A few hundred feet away, on an exposed balcony smaller than his, Dick saw two figures come into view, a male and a female. The buck was a familiar stocky shape, with immense, heavy shoulders and a grizzled head. As he turned to look up at the sky, Dick recognized the Old Man. It was only then that he looked again at the girl, and saw that it was Elaine.
Dick stood up slowly. She was in slave's rags, her hair disordered and her face blackened, but he could not mistake those green eyes, or the characteristic gesture with which she put one wrist to wipe her forehead. She had not seen him yet.
The Old Man turned sharply, recognized him, and seemed to gather himself. He took Elaine by the arm as if to point her out. Staring intently across the gap, he called, "Dick -- !"
The appeal was unmistakable. Mercy for mercy; a favor for a favor. If Dick could save his own neck and Elaine's, then he ought to be able to save the Old Man's, too.
Now he saw recognition in the girl's face, and she held her arms out, calling, "Dick! Oh, Dick!"
Too soon, an invader plane was dipping towards them. The grapnel shot out, caught the peak of a nearby roof, and held. A second plane got down its line a few hundred yards away. Dick saw the goggled faces staring down at them, and he saw the uniformed figures emerge from under the planes' bellies, beginning to slide down the taut lines.
His mind was working feverishly fast. Everything came together, the slave turnover, Elaine, the Old Man, all his life at Eagles, Buckhill ... and without any conscious intention, his arm came up with the rifle. The stock fitted itself into his shoulder. Over the bead sight he saw the Old Man's startled face.
He squeezed the trigger, and saw the blocky figure all.
Elaine stood in an attitude of frozen horror for a moment, then turned and ran for the stairway. In a moment, she was gone.
The Old Man, with a spreading bloodstain on the front of his smock, rolled half over on his side, then dropped back and lay still.
The invaders, disengaging themselves from their droplines, were staring across at him. "Who's that?" called one of them.
"Dick Jones of Buckhill."
They were climbing across to him, cautiously, holding their guns ready. "That's right, I know him," said one. He was a lean youngster, with Puget Sound colors in his shoulder patch; the other one, older, was wearing the Boss of Salt Lake's insignia. "Good thing you shot that slob when you did," he said, climbing over the parapet. He showed Dick his sub-machine gun, grinning tightly with excitement. "I had my finger on the trigger."

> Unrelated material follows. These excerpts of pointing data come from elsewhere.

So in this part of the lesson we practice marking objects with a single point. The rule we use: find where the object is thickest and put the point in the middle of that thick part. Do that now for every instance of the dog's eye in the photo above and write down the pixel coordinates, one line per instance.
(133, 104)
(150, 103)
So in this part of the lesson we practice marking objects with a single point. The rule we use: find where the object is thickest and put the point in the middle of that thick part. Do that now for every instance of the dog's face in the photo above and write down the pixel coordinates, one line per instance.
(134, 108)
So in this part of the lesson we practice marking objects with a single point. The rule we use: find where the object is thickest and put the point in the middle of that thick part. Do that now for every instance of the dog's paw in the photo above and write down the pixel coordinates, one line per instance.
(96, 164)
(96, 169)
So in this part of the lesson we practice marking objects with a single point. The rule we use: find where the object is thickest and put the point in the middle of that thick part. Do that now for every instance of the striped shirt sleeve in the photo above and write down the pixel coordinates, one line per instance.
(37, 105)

A furious gush of white suddenly sprang up in the middle of the field of roofs, tall as a geyser, carrying whirling clouds of fragments with it. The balcony staggered with the shock. "My God, did you see that?" cried the young officer as if unaware of what he was saying.
"Something big must have blown."
"My God, my God," the younger one went on saying, his eyes bright and feverish. Suddenly he swung up his rifle and began firing at some figures that had appeared on a nearby open roof. A few dropped, the rest went out of sight. "There's never been anything like it," said the young man, staring around him with a fascinated and happy expression.
Dick glanced across at the body of the Old Man, lying motionless and somehow smaller than it had been before. He saw the empty stairwell down which Elaine had vanished, and looked out across the smoking field of roofs, almost unrecognizable now: the places where he had followed Keel by moonlight, fought Ruell, made love to Vivian ...
"I don't know if you've heard what happened at Buckhill," the older officer was saying at his ear. He hardly heard the words. "Bad luck -- your family all massacred. Slobs hiding in the woods, but they'll get 'em sooner or later."
"I'll do that myself," said Dick, without turning. He wanted to fix this last sight of Eagles in his memory, just as it was. There was his youth, deep down there, buried in ash and locked under the fallen rooftops. All right, let it lie.
He looked to the east, toward Buckhill. There was no feeling left in him now: but he knew he was a Man at last, and had his work ahead of him.